В родном углу. Как жила и чем дышала старая Москва | страница 130



Отец непременно спросит церковного старосту уездного собора или монастырского эконома-иеромонаха:

– А собор-то у вас темный или светлый? Иконы в иконостасе в ризах золоченых или открытого живописного письма? Архиерей-то у вас (или соборный протоиерей, или архимандрит), архиерей-то у вас старец или средних лет? Седовлас или черный с проседью?

Всякое указанье примет отец во внимание, выбирая цвет и рисунок парчи для облачения, подумает: вероятно, представит себе архиерея служащим в рытом синем бархате или, наоборот, в белом глазете – и так, бывало, угодит своим выбором, что, приехав через год, через два в Москву, заказчик непременно своим долгом почтет зайти к отцу и передать благословение архиерея или архимандрита.

– Собор-то, – скажет, – у нас старенький, темный, низкий, а как владыка посредине-то собора облачился в новое-то облачение, глазетовое, воистину «ризы его быша белй как снег»[134]. Как свеча светил!

И тут же, после всенощной, владыка призвали меня к себе и говорят: «Будешь в Москве, свези мое благословение рабу Божию Николаю» – вам то есть. Весьма возвеселили вы облачением и владыку, и братию, и всех молящихся.

Я думаю, что отец и сам веселился, слыша благодарности тех, кому угождал выбором и Божеской, и человеческой одежды. Он был, повторяю, истинно добрый человек – и не менее истинный художник своего дела, и успех этого дела, порадовавший другого, не мог не радовать и его самого.

Все это записано мною по моим собственным впечатлениям и припоминаниям, по воспоминаниям матери и по рассказам бывших приказчиков отца. Я не погрешу, сказав, что за всеми этими рассказами кроется не только мастер, горячо любящий свое дело, но и человек с большим сердцем, чуткий на чужую нужду, скорбь и радость. В лавке, как в доме, отец принадлежал к числу людей, у которых хлеб всегда мягок, а слово – ласково.

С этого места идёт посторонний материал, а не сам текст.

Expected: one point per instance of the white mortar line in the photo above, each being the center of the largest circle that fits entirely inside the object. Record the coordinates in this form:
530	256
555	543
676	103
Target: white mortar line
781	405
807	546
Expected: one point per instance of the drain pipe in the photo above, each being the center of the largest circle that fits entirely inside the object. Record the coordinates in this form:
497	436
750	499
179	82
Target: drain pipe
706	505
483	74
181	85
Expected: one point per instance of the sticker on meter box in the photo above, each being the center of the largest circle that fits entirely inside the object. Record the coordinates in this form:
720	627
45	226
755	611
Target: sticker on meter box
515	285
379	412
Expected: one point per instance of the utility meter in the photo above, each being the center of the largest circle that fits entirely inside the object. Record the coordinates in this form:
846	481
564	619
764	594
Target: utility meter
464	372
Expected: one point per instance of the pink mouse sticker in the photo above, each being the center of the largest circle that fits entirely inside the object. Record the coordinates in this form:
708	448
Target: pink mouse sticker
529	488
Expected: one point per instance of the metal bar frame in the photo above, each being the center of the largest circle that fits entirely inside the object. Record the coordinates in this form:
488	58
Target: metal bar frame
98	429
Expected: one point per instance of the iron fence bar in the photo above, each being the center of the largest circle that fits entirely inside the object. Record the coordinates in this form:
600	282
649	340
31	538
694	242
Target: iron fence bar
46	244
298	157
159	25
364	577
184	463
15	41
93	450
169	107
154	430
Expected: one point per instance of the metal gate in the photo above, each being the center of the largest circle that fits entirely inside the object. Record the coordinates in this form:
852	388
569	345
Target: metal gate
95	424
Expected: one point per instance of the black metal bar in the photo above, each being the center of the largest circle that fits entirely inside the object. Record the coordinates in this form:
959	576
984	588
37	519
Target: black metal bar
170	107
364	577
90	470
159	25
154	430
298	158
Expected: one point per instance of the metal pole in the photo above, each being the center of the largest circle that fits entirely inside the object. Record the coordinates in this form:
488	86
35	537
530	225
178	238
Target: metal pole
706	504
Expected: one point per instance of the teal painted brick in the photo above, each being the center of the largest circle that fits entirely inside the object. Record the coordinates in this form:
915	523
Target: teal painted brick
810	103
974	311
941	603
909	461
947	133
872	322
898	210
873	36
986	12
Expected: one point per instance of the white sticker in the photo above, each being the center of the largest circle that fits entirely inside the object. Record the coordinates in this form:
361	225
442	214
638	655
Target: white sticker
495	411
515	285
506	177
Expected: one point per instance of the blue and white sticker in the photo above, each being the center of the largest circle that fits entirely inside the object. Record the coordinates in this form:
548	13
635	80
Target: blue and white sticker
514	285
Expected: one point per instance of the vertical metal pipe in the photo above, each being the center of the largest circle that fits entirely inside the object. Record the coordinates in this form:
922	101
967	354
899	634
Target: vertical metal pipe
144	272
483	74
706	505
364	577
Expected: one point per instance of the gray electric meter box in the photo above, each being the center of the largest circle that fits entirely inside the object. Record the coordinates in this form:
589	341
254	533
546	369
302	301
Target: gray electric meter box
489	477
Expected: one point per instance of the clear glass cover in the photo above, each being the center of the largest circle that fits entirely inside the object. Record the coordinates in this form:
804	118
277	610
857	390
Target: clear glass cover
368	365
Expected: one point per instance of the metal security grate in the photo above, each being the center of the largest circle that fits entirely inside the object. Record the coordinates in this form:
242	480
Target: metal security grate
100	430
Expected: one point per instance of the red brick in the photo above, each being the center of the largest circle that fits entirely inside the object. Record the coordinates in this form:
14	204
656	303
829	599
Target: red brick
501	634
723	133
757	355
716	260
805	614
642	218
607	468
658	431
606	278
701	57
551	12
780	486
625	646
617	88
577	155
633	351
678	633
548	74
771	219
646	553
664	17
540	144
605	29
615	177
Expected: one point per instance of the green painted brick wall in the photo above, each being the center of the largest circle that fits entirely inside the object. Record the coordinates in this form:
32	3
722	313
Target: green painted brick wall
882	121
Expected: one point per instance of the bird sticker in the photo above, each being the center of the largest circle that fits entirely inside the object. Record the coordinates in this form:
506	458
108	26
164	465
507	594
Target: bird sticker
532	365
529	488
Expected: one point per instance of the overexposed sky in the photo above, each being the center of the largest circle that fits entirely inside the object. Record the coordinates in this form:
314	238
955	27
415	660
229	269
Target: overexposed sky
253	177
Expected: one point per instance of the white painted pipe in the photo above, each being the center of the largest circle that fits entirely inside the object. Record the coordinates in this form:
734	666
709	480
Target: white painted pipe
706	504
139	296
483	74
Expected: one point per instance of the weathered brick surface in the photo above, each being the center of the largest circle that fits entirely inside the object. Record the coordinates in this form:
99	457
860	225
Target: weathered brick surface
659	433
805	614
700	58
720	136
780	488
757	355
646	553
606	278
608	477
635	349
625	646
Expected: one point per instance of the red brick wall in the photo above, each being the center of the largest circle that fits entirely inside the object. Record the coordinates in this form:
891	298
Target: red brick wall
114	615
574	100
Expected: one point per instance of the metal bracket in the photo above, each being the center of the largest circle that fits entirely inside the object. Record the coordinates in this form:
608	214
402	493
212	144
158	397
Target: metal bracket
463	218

Я не помню отца, бранящегося ни в лавке, ни в «молодцовской», ни дома. Неисчерпаемый словарь бранных, оскорбительных и уничижительных слов, величайшими знатоками которого были Дикие и Тит Титычи, не мог быть неизвестен отцу, выросшему в той самой гостинодворской Москве (амбар Капцовых был в Старом гостином дворе), которую описывал Островский. Но никаких заимствований из этого словаря я не помню в языке отца даже в те минуты, когда он был недоволен приказчиком, раздражен на «мальчиков» и выведен из себя кем-нибудь из старших сыновей. Для него, человека внутренне религиозного, бранное слово было большим грехом – и разразиться бранью ему было так же нестаточно, как напиться пьяным. Не знавший никаких степеней разгула, он сторонился в деле и в слове от всего, чему не могло быть места в семье. Он был тот же в своей «комнатушке» при лавке, что и у нас в детской, с тем же добрым (отнюдь не сентиментальным) обхождением, с тем же словарем.